Forget everything you've ever seen on TV about MPD. Hollywood purposefully incorrectly portrays people with MPD as psychotic murderers that always have a "good" outward personality and a hidden "evil" personality that lives for killing. This could not be further from the truth. While the suicide rate for Multiples is significantly higher than average, their homicide rate is not. Most people with MPD can hold down meaningful jobs and make meaningful contributions to society. People with MPD may sometimes be a danger to themselves, but rarely to others.

The other Hollywood myth they perpetrate is that MPD subjects sort of "know" everything. For instance, an Alter who believes he is a soldier is portrayed as suddenly knowing everything about military procedures and firearms. Or an Alter believing she is a doctor would somehow know everything about medicine and surgical procedures. In fact, Alters only have access to the knowledge that the host body has been exposed to. That doesn't mean that one Alter can't have knowledge that another Alter doesn't. This just means that one Alter was conscious for a particular piece of learning, while another Alter was unconscious.

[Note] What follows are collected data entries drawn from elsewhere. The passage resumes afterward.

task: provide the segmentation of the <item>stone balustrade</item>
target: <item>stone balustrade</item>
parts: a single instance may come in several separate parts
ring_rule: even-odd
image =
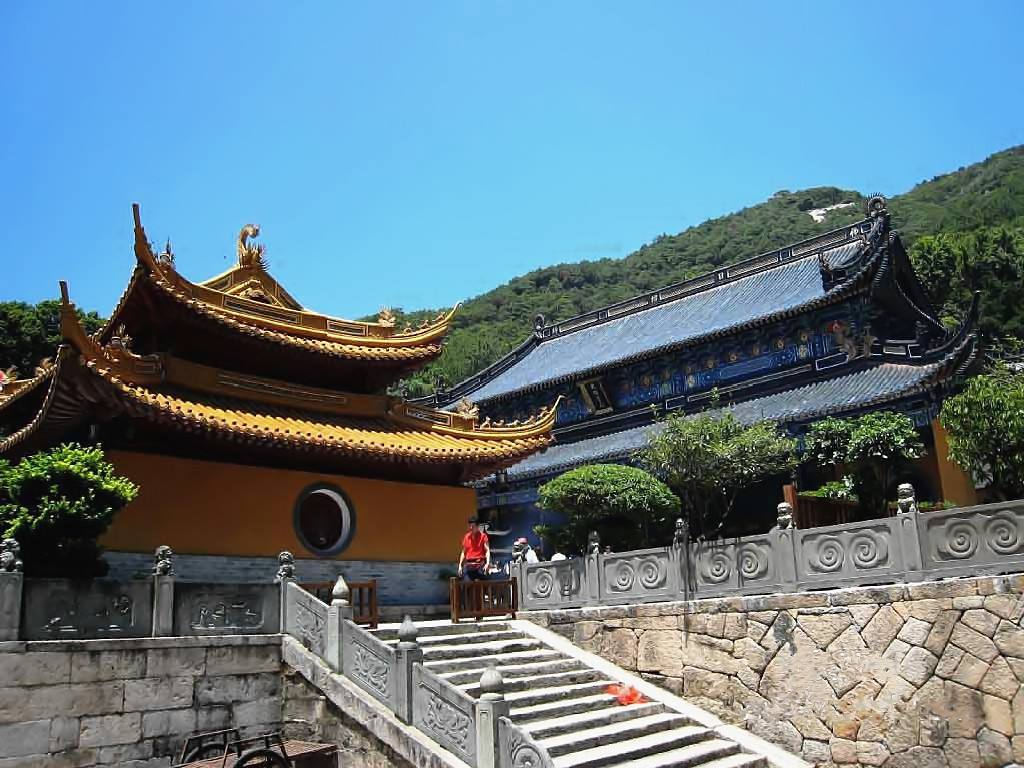
[[[909,486],[907,486],[909,488]],[[1024,570],[1024,500],[919,512],[903,488],[896,515],[796,529],[788,504],[766,534],[518,563],[524,610],[770,594]]]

Hollywood also portrays MPD counsellors as striving to kill off the Alters. I can tell you firsthand that no counsellor worth his diploma would ever desire this to happen. Integration does not involve killing the Alters. Integration is all about creating a fully-functional human being out of a collection of broken pieces. If you shatter a vase into seven or eight pieces and then glue it back together, but wind up with a vase that is functional as a vase, but is also still composed of the original pieces. My experience with integration is that I am somehow a single entity and a multiple at the same time. The Alters still exist, and they lend strength to the integrated super-personality that is outwardly visible to others.

 

A third myth is that multiples are just "making it up". Actually, dissociation is the very last defence the mind has against complete collapse. If a person has MPD, there is always a cause. Dissociation is a very clever defence mechanism that allows a victim of abuse to expose only one part of his/her psyche to abuse at any particular time. The downside is that these divisions are lasting ones.